JavaScript (Grammy) Examples
For Node.js developers using the Grammy framework:
import { Bot, InlineKeyboard } from "grammy";
const bot = new Bot("YOUR_TOKEN");
bot.command("start", async (ctx) => {
const keyboard = new InlineKeyboard()
.text("Option A", "option_a")
.text("Option B", "option_b")
.row()
.url("Visit tgram.bot", "https://tgram.bot");
await ctx.reply("Choose:", { reply_markup: keyboard });
});
bot.callbackQuery("option_a", async (ctx) => {
await ctx.answerCallbackQuery();
await ctx.editMessageText("You chose A!");
});
bot.start();
Common Mistakes
- Not calling answerCallbackQuery: The loading spinner stays on the button. Always answer within 10 seconds.
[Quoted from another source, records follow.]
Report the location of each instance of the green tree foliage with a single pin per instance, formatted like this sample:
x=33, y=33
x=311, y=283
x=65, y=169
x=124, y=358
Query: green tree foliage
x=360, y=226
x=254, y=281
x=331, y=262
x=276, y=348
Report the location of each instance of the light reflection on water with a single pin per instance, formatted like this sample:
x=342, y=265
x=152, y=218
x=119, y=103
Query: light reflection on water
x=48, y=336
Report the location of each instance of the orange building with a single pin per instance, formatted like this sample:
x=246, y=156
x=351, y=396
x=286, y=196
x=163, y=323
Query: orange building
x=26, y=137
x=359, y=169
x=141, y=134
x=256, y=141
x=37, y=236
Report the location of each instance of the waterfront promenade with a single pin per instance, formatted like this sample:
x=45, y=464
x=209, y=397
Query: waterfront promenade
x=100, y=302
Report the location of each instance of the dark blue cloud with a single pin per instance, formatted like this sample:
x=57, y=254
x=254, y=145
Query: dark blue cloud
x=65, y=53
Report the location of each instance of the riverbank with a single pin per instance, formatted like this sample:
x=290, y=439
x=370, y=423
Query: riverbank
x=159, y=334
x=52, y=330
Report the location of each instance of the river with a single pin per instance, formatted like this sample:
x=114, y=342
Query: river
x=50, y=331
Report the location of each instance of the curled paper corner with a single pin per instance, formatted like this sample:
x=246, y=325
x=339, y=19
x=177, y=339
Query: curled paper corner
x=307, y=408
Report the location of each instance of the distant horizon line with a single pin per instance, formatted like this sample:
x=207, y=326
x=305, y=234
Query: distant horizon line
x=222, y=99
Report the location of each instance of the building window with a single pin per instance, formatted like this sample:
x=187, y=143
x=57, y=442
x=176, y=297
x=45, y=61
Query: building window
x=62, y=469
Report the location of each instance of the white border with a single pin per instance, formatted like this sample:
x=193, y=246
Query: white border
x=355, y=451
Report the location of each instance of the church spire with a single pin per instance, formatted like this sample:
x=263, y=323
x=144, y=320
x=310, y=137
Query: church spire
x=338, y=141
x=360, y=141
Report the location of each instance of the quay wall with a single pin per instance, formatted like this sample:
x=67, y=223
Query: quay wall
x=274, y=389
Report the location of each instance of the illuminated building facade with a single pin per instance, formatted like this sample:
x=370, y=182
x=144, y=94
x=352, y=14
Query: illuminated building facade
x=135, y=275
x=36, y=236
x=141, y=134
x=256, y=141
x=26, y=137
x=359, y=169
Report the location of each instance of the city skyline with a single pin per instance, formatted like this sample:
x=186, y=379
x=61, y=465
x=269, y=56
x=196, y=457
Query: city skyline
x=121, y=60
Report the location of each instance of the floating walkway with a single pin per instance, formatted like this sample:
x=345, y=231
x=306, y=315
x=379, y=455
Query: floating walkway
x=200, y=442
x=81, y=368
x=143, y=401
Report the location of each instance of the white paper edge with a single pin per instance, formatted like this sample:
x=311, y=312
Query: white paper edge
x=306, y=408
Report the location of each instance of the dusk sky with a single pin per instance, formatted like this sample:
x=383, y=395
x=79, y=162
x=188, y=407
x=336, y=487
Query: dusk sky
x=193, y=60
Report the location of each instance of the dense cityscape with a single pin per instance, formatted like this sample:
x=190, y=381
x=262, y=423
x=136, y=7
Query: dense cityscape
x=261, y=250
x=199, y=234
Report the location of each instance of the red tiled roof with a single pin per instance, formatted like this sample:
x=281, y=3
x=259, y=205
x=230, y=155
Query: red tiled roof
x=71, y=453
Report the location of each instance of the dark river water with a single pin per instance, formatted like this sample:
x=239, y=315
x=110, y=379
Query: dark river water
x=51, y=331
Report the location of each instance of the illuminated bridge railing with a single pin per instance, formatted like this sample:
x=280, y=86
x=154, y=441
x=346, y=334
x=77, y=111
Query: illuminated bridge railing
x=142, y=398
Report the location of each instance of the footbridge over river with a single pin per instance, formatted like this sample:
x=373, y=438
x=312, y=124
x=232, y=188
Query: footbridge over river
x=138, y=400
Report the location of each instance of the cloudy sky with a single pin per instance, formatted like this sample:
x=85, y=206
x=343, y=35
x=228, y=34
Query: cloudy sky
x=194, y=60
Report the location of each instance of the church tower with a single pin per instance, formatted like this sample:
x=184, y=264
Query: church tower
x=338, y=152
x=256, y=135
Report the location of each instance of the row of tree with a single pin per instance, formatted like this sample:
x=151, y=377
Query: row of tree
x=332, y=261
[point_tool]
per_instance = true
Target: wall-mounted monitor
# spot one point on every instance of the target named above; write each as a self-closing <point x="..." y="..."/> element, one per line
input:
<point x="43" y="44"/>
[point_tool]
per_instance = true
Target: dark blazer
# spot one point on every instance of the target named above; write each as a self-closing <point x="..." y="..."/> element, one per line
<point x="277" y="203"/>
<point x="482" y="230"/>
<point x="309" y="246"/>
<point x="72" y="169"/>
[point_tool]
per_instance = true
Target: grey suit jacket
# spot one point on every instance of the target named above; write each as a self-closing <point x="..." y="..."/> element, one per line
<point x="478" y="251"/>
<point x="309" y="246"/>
- callback_data over 64 bytes: The message will fail silently in some libraries. Check the byte length, not character length (UTF-8 characters can be multi-byte).
- Multiple functional fields on one button: You get a 400 Bad Request. Each button has exactly one action field.
- Using pay button outside invoice context: Pay buttons only work when sent alongside a Telegram invoice message.
- Too many buttons: Telegram limits inline keyboards to 100 buttons total. More than 8-10 buttons in a single message is also a UX problem.
Conclusion
InlineKeyboardButton is the primary interaction primitive of the Telegram Bot API. Master callback_data for flows, url for external links, web_app for Mini Apps, and pay for monetization — and you'll have the building blocks for any sophisticated bot interaction.
The pattern that works for almost every bot: start simple with callback buttons, add URL buttons for external resources, and when you need a rich UI, reach for the web_app type to launch a Mini App. Keep keyboards focused (3-5 buttons max per message) and always answer callback queries promptly.